High-temperature superconducting (HTS) magnets combined with linear synchronous motors and electrodynamic suspension (EDS) are considered as one of the most suitable technologies for Hyperloop. However, HTS magnets on pods generate strong magnetic fields, inducing eddy currents on conductive tubes when pods undergo movement through conductive tubes. The induced eddy currents affect HTS magnets, leading to electromagnetic (EM) drag, guidance, and levitation forces on the pods, thus reducing the propulsion efficiency and dynamic stability of pods.

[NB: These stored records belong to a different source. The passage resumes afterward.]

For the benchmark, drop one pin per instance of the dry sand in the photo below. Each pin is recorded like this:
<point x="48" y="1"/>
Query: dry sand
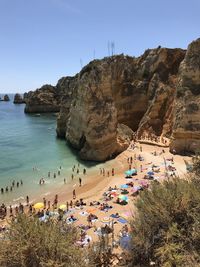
<point x="94" y="185"/>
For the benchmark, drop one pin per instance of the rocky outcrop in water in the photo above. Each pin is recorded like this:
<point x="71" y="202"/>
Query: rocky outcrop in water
<point x="109" y="99"/>
<point x="45" y="99"/>
<point x="18" y="99"/>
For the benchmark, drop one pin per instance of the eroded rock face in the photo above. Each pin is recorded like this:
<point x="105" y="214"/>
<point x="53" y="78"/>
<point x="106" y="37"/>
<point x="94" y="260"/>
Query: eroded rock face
<point x="45" y="99"/>
<point x="136" y="92"/>
<point x="186" y="125"/>
<point x="18" y="99"/>
<point x="6" y="98"/>
<point x="109" y="99"/>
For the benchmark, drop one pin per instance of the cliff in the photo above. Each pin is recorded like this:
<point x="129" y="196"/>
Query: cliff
<point x="45" y="99"/>
<point x="101" y="107"/>
<point x="18" y="99"/>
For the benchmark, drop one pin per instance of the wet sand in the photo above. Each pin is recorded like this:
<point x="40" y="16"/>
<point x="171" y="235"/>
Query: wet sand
<point x="95" y="184"/>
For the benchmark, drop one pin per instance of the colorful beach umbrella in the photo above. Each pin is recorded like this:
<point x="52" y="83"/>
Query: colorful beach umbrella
<point x="131" y="172"/>
<point x="106" y="220"/>
<point x="144" y="183"/>
<point x="123" y="197"/>
<point x="150" y="173"/>
<point x="62" y="207"/>
<point x="39" y="205"/>
<point x="114" y="194"/>
<point x="123" y="186"/>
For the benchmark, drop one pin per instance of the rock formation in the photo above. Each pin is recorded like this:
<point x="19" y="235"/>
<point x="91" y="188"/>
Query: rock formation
<point x="18" y="99"/>
<point x="109" y="99"/>
<point x="45" y="99"/>
<point x="6" y="98"/>
<point x="186" y="121"/>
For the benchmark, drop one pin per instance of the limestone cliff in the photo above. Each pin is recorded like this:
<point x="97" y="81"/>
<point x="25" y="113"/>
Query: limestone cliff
<point x="115" y="91"/>
<point x="45" y="99"/>
<point x="186" y="124"/>
<point x="100" y="107"/>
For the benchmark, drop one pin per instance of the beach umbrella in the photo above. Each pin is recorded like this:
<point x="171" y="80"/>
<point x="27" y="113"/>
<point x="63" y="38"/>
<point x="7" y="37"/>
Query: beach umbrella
<point x="134" y="171"/>
<point x="150" y="173"/>
<point x="106" y="220"/>
<point x="123" y="197"/>
<point x="62" y="207"/>
<point x="128" y="173"/>
<point x="144" y="183"/>
<point x="39" y="205"/>
<point x="134" y="190"/>
<point x="123" y="186"/>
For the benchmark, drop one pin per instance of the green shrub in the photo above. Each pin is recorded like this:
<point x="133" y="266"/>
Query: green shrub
<point x="31" y="243"/>
<point x="166" y="229"/>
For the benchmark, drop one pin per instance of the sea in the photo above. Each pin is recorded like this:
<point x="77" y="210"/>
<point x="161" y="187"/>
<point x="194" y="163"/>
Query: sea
<point x="29" y="149"/>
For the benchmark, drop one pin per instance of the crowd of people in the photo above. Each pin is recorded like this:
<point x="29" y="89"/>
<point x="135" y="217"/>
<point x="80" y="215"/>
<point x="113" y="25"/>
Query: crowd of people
<point x="11" y="187"/>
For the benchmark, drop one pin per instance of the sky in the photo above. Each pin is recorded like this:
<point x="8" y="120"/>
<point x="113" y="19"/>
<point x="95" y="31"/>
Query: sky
<point x="44" y="40"/>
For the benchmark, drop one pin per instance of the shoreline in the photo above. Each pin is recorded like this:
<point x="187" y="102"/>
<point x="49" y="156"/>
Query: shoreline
<point x="94" y="185"/>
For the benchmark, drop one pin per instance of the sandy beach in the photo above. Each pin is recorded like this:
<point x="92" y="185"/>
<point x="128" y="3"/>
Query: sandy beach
<point x="94" y="186"/>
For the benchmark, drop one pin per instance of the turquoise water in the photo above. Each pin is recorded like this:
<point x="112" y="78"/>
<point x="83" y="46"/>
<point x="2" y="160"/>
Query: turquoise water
<point x="28" y="141"/>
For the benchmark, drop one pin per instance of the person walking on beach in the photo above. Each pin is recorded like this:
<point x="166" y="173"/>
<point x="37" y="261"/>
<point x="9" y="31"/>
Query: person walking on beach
<point x="74" y="194"/>
<point x="44" y="202"/>
<point x="49" y="204"/>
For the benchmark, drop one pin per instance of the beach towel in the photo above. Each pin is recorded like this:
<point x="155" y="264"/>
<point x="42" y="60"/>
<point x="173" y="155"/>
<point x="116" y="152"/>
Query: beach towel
<point x="83" y="213"/>
<point x="122" y="220"/>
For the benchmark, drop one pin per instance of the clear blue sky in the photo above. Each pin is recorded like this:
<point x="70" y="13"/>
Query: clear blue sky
<point x="43" y="40"/>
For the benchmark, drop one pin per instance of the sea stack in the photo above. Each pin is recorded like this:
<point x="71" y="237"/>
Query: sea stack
<point x="186" y="121"/>
<point x="18" y="99"/>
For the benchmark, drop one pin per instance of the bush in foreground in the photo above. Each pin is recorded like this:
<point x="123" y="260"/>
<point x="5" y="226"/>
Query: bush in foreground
<point x="30" y="243"/>
<point x="166" y="229"/>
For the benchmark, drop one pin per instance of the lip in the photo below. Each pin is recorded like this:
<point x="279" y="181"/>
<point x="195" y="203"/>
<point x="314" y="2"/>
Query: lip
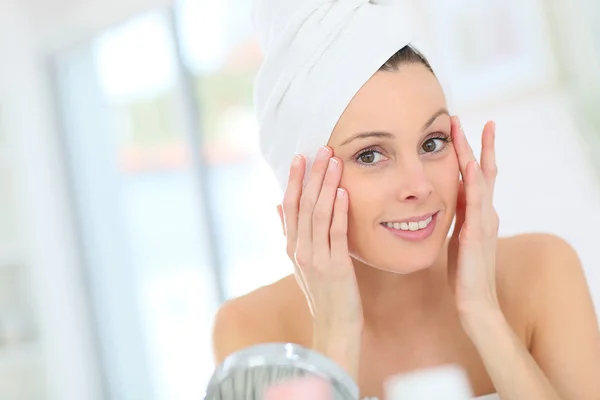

This study continues the existing research on EM drag forces between HTS magnet and tube for Hyperloop by comprehensively analyzing the EM guidance and levitation forces between HTS magnets and conductive tubes. Importantly, the full-scale 3D finite element analysis (FEA) simulations show that different steel tubes, such as AISI 1010 and high-manganese (Hi-Mn) steels, should be adopted, depending on the operating velocities, v, to avoid attractive forces in the guidance direction decreasing horizontal stiffnesses, For example, Hi-Mn tubes generating repulsive guidance forces are adopted when v is below 300 km/h while AISI 1010 tubes are used when v is over 300 km/h to minimize the construction cost of vacuum tubes to guarantee the increase in kx. For the proposed concept, the effect of the different tube connections on guidance and levitation forces is confirmed by the full-scale 3D FEA simulation. Moreover, levitation forces generated between HTS magnets and conductive tubes are nearly 0.5% of the EDS forces of pods, i.e., 200 kN over v of 150 km/h in the levitation direction. Therefore, the effect on vertical stiffnesses, ky, might be limited. In the end, to validate the proposed tube connections, the effect of the two different tube connections on guidance and levitation forces is confirmed by the full-scale 3D FEA simulation, and it was found that the sudden change in the guidance and levitation forces could be low enough to be neglected in the acceleration (from Hi-Mn to AISI 1010 steel tubes) and deceleration (from AISI 1010 to Hi-Mn steel tubes) regions.